The production of advanced glycation end-products (AGEs) is closely related to the hyperglycaemic state. Reducing sugars, without the need for enzymatic catalysation, react with proteins, lipids, and nucleic acids (14). This initial process is called the Maillard reaction and involved the formation of Schiff bases and Amadori products, subsequently these products are converted irreversibly into AGEs (14).
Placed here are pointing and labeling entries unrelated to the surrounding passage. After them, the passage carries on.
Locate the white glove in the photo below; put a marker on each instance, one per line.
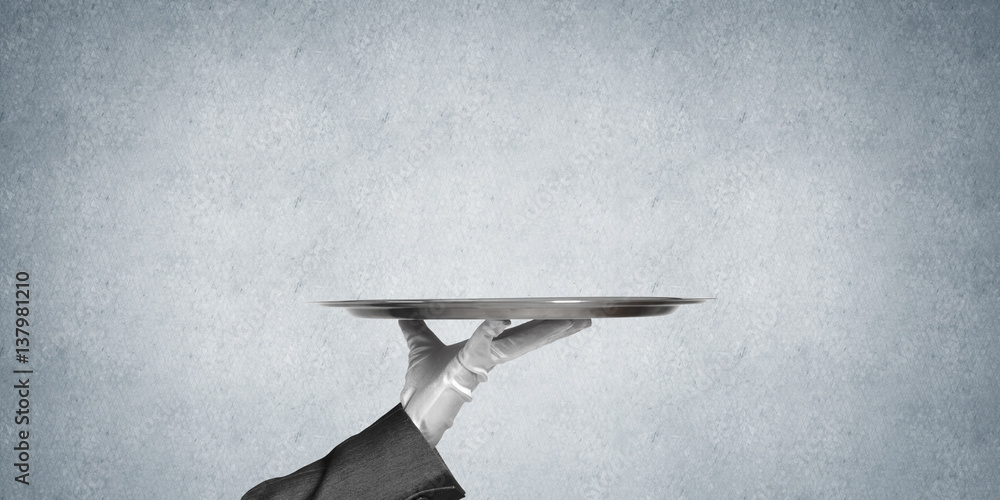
(440, 378)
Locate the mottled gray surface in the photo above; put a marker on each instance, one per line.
(181, 178)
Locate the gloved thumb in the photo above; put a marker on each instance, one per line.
(475, 356)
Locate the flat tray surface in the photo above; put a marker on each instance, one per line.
(522, 308)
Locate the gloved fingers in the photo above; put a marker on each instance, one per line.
(533, 335)
(404, 397)
(419, 336)
(475, 355)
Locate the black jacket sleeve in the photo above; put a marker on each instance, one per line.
(390, 460)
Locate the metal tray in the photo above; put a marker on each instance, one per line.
(521, 308)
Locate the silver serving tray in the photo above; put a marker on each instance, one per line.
(522, 308)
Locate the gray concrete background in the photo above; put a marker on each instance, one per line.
(182, 178)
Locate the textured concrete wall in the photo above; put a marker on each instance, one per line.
(182, 178)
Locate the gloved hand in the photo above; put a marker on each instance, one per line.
(440, 378)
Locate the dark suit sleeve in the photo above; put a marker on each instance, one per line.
(390, 460)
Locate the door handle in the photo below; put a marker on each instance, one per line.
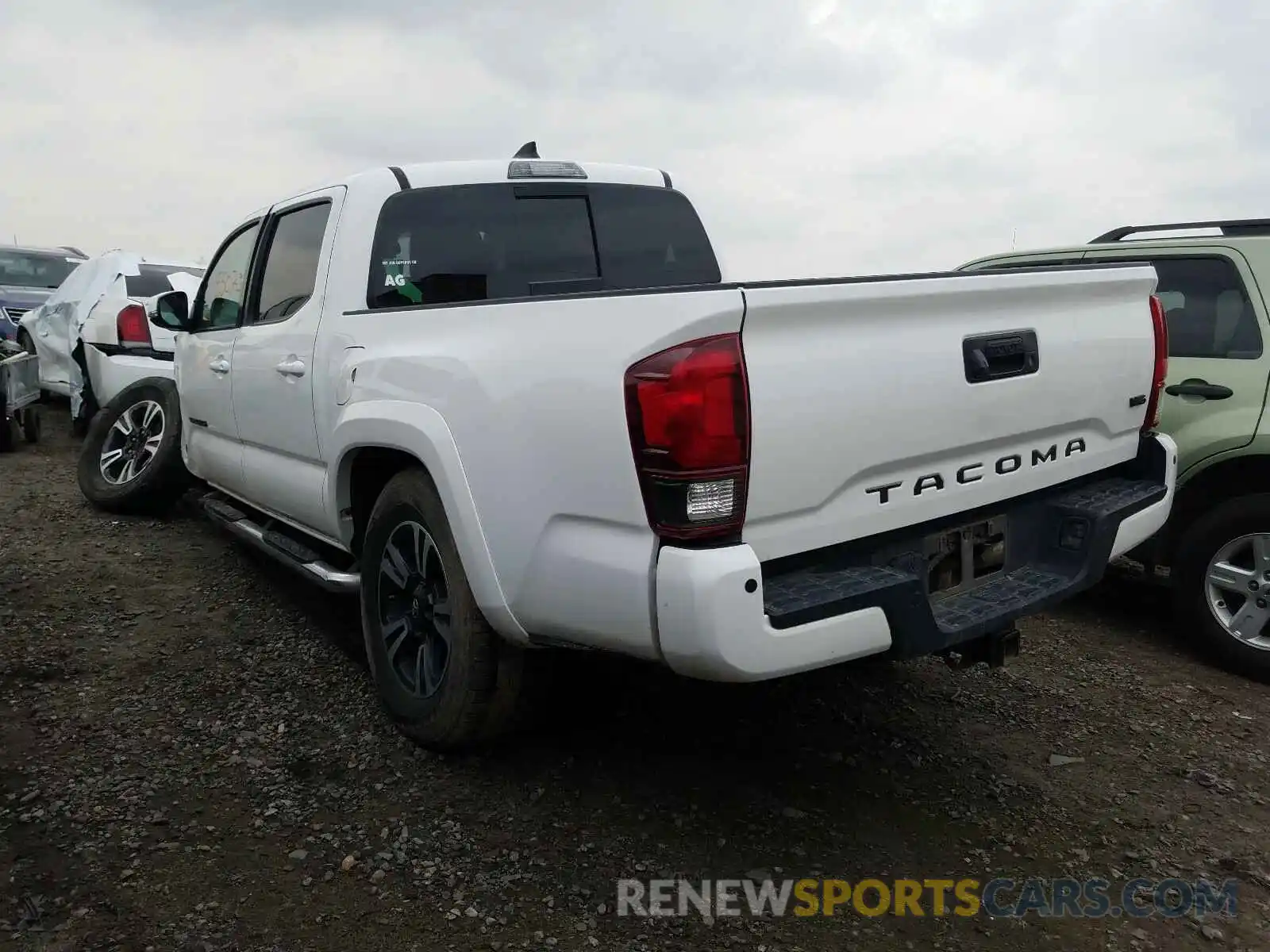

Oftentimes, the stable proteins commonly affected by advanced glycation, such as collagen, tend to lead to long-lived heterogenous AGE structures. AGEs are known to form pathological cross-link covalent bonds with proteins present in the retinal cells altering their structure and thereby compromising their function (14, 15). Structures compromised include basement membranes, receptors, and epithelial cells of capillaries. AGEs are also known to interact with RAGEs (receptors for AGEs). After AGE-RAGE binding, in vitro studies have revealed this leads to a cascade of reactions leading to products related to increased oxidative stress and inflammation (16, 17).

Interactions between metabolic pathways have a multiplicative effect on the pathophysiology in DR. The polyol pathway releasing fructose is a key contributor to the production of AGEs, as fructose is to known create AGEs at a much faster rate than glucose (18). In addition, both the polyol and AGE pathway both eventually lead to increased oxidative stress.

Clinical Signs in DR (19)

These three metabolic pathways often work in different ways to intensify the damage on retinal cellular structures. All three pathways lead to endothelial damage which may eventually appear as microaneurysms on examination. Rupture of these microaneurysms leads to the development of dot and blot haemorrhages. Inflammation increases vascular permeability, exacerbating any retinal leakage as the result of endothelial damage. Excess fluid leaking into the retina alongside sediment containing macrophages, lipids and other cellular waste results in diabetic macular oedema and hard exudates. Vascular occlusion may subsequently occur after inflammation-activated leucocytes and AGEs adhere to the damaged vascular endothelial wall. This results in cell ischaemia and the subsequent death and oedema of nerve fibre layers, appearing as the classical fluffy cotton-wool spots. Ischaemia, in conjunction with PKC activation, releases pro-angiogenic VEGF leading to late-stage proliferative DR.

Concluding remarks

These three metabolic pathways: the polyol pathway, PKC activation and AGE formation are crucial in kick-starting and progressing the pathology of DR. Understanding each in depth helps us appreciate the importance of glycaemic control and may reveal future pharmacological therapeutic targets. Each leads to cellular damage, oxidative stress, and inflammation. These changes result in increased vascular permeability and capillary occlusion seen in the retinal vasculature, leading to the classical staged signs of DR.